I should start a kickstarter to fund me learning more VHDL so I can make a 2D accelerator for the IBM PC via a 8 bit ISA card.
None exist until Windows and at that point they are 16 bit+ ISA/VLB/PCI and are proprietary, there is no DOS capable VGA card with a hardware blitter and VLB2.0 accelerator functions were never implemented in any known card. Even the earliest Mach 8 and other 8514 based accelerator cards are 640x480 and 1024x768 16 color and would only offer asynchronous hardware VRAM to VRAM copy commands.
So I looked at using a Yamaha VDP V9990 and making my own card But it's pretty crappy too, only 2 layers restricted to 16 colors and 256 x 212. Not even Sega Genesis quality despite having 512k VRAM.
So maybe I'll make my own chip too:
320 x 240 x 16 bpp, 4 layers of 80 x 60 tiles of 8x8 size (4 screens of scrolling) (128 bytes per tile)
256 sprites 8x8 in size sharing the same tile memory.
128k x 16 bit SRAM for 2048 8x8 565 RGB tiles.
32k x 16 SRAM for layer name tables
Support for H/V flip, BG and sprite priority, and vblank and hblank interrupts.
32k-64k sections of the card's RAM specified by user to be mapped at D0000-DFFFF or such to allow linear framebuffer access for level loads, tile animations, etc without conflicting with VGA @ A0000-AFFFF.
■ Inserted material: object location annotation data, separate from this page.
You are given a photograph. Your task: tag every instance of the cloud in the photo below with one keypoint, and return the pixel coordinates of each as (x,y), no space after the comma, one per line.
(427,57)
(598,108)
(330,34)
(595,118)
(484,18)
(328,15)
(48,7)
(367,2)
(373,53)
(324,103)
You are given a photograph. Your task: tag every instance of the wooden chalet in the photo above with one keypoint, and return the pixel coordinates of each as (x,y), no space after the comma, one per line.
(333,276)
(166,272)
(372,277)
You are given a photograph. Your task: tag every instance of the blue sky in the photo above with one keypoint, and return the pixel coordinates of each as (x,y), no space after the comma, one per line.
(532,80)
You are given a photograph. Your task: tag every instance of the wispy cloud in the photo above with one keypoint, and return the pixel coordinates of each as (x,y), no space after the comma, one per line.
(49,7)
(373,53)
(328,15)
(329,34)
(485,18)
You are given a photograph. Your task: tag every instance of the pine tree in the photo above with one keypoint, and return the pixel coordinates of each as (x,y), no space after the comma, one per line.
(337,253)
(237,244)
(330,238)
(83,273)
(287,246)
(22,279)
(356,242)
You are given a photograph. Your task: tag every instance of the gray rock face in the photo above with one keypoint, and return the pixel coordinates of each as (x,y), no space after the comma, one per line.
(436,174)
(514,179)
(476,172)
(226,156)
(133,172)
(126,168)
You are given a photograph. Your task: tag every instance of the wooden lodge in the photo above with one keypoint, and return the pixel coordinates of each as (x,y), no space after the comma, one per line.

It should be relatively simple as a stand alone card (and 100x more complex integrating VGA). The BG layer logic is pretty much just an address generator and some counters. During scan of line n, simultaneously compute the initial pattern table address and pixel pattern address counters from the scroll registers and get it ready, from there it's just incrementing the pixel counter until it his 8 and wraps around to 0, and increments the tile counter. Use SRAM clocked at 28 MHz or so to be able to perform the 4-5 reads per pixel @ 15 khz scan rate. Separate SRAM's for tile data and pattern table can help keep clocks somewhat "era correct" and allow for simultaneously reading BG(x+1)'s name table while also reading BG(x)'s tile using the previously fetched name table value. initial pixel address = (__BGxTILE < 7) + (__BGxSX & 7) < 1 + (__BGxSY & 7) < 4 for tiles stored linearly as 16 bytes of 8 pixel, row 0-7 end to end. With address modifiers to invert and reverse the counters for H/V flip.
All 4 BG layer pixel reads read into a write combiner/merge circuit which has the BG register priority bits or blend operators feeding into it's select/demux inputs to select which pixel gets latched to the CRTC/DAC during scan out.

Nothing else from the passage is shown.